Cheryl Lightle and Rhonda Anderson
In 1987 Rhonda Anderson was a stay-at-home mom who made creative albums for her family out of the photos most people store in boxes under their beds. She gave a talk in her community on the processes she used and took 40 orders for the brand of album she used. When she discovered the company was no longer going to produce the albums, she called after hours again and again until then Marketing Vice President Cheryl Lightle finally picked up the phone. Intrigued that someone would want such a large order, Lightle started discussing a number of possibilities with Anderson, and they developed the vision for a new business.

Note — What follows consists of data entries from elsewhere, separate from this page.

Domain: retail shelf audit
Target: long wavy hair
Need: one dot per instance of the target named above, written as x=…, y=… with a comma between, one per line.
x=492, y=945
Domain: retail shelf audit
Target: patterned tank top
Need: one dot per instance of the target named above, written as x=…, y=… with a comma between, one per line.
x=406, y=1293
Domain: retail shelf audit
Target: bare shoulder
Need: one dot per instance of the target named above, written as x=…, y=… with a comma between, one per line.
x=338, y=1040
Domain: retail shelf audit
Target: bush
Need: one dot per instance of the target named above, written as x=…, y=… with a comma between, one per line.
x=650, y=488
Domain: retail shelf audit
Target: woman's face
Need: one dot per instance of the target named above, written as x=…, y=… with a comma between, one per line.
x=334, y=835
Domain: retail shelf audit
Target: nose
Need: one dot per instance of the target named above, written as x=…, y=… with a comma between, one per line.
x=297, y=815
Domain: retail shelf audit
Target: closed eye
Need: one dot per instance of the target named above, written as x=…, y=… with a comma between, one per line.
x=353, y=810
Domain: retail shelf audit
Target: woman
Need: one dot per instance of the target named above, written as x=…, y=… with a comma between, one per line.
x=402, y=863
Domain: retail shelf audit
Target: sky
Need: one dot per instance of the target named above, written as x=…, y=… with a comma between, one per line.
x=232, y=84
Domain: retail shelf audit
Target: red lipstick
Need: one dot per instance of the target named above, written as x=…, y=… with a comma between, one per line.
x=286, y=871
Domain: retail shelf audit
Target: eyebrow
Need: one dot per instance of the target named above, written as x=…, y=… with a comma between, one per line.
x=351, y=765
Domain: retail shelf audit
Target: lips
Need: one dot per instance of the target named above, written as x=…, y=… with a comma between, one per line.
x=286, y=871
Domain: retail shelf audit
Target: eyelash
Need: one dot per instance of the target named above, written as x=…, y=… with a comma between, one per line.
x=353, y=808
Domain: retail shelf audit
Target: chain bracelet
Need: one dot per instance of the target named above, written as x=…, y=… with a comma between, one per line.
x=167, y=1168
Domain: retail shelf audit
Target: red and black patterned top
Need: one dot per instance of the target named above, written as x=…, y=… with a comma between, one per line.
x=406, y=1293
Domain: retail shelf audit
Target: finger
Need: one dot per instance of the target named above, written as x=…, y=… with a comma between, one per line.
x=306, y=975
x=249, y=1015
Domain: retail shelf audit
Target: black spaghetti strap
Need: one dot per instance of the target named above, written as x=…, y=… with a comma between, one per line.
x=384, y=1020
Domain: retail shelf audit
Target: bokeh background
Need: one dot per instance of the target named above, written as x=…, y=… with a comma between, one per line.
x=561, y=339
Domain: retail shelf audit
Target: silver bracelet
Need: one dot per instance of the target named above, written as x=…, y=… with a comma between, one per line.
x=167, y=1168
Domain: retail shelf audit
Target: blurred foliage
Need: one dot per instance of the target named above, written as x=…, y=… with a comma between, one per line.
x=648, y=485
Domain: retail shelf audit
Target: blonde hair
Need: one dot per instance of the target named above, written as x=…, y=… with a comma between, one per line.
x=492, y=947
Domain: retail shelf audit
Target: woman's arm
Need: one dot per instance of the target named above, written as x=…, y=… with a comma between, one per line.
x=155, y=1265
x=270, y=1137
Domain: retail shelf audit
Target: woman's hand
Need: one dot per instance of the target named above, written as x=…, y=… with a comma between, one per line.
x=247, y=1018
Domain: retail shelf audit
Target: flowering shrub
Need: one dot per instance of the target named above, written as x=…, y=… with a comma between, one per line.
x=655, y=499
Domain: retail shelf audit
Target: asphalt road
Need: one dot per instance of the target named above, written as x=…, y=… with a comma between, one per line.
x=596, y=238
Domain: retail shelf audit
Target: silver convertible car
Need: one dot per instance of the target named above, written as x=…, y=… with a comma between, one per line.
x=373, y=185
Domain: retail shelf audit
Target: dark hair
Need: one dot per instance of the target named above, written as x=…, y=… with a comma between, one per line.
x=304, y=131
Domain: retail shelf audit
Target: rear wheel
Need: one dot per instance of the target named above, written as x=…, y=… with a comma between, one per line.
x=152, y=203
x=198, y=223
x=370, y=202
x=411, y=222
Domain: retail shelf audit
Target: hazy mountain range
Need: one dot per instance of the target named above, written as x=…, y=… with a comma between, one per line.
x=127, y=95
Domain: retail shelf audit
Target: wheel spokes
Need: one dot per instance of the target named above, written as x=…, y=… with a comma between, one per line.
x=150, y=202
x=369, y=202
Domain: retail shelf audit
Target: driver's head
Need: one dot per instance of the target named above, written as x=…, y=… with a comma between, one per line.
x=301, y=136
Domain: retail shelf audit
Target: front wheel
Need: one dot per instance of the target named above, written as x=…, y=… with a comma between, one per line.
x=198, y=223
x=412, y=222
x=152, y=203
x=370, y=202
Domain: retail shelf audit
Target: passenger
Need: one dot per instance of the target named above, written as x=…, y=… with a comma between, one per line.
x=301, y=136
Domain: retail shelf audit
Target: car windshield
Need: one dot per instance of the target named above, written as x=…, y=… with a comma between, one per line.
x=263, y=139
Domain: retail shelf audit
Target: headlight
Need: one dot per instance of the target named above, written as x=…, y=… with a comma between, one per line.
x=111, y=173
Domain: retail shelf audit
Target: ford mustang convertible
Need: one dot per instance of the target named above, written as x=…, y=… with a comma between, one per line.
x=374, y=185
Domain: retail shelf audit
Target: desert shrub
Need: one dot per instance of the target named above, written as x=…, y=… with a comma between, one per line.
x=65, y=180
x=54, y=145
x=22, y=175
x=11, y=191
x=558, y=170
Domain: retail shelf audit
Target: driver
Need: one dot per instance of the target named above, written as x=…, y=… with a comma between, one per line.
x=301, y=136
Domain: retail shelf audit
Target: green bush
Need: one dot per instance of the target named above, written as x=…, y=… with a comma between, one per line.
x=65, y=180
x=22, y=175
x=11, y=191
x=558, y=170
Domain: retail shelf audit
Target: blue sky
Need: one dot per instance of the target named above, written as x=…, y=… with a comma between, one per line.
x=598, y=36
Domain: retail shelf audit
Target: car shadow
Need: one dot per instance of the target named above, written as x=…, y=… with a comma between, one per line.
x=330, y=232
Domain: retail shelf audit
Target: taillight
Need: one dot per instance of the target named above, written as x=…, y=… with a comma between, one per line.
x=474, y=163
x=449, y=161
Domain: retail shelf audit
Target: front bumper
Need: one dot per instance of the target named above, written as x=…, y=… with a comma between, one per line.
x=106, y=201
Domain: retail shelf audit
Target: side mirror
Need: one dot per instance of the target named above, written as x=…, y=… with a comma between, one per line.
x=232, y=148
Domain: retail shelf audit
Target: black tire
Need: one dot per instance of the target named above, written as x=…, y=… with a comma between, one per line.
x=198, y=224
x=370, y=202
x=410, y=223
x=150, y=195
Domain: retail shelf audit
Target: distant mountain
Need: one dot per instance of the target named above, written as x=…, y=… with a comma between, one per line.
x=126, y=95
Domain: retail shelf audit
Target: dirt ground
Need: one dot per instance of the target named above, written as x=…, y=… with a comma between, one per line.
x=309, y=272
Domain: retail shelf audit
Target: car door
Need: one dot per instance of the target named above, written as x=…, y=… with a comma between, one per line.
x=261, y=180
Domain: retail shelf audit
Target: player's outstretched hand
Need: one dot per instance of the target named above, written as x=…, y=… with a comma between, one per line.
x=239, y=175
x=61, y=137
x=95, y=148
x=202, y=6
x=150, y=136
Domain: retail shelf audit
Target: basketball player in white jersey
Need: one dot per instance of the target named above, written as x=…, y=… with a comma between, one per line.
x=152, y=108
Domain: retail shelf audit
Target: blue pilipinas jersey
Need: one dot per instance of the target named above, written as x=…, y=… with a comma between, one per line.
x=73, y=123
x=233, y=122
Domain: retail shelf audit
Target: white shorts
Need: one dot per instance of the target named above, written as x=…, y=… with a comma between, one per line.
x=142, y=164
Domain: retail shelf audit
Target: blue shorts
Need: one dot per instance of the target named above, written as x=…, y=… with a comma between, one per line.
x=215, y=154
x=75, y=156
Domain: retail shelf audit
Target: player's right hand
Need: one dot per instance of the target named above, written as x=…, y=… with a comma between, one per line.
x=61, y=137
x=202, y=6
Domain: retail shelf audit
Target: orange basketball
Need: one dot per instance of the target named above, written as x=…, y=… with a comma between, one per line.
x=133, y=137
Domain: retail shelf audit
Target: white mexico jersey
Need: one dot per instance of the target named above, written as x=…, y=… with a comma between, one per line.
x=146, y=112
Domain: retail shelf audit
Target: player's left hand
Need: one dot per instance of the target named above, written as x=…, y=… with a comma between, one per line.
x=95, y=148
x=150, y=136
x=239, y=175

This phone call started what became the largest scrapbook company in the world, Creative Memories.
Brownie Wise (1913-1992)
Another dynamic woman whose first experience in direct selling was at Stanley Home Products, Brownie Wise was responsible for steering Tupperware into the home-party arena by convincing the company founder, Earl Tupper, that it was the best place for understanding the functions of the containers’ plastic seal. She was appointed Vice President of Tupperware Home Parties in 1951 and led the salesforce with her remarkable marketing intuition, especially concerning women and social selling in the home. Wise also pioneered the extravagant rewards and recognition system now common among direct selling companies, giving top sellers at Tupperware such items as speedboats and exotic trips. Her intuition about what marketing styles and recognition systems appealed to women led her to become the first woman featured on the cover of Business Week magazine in 1954.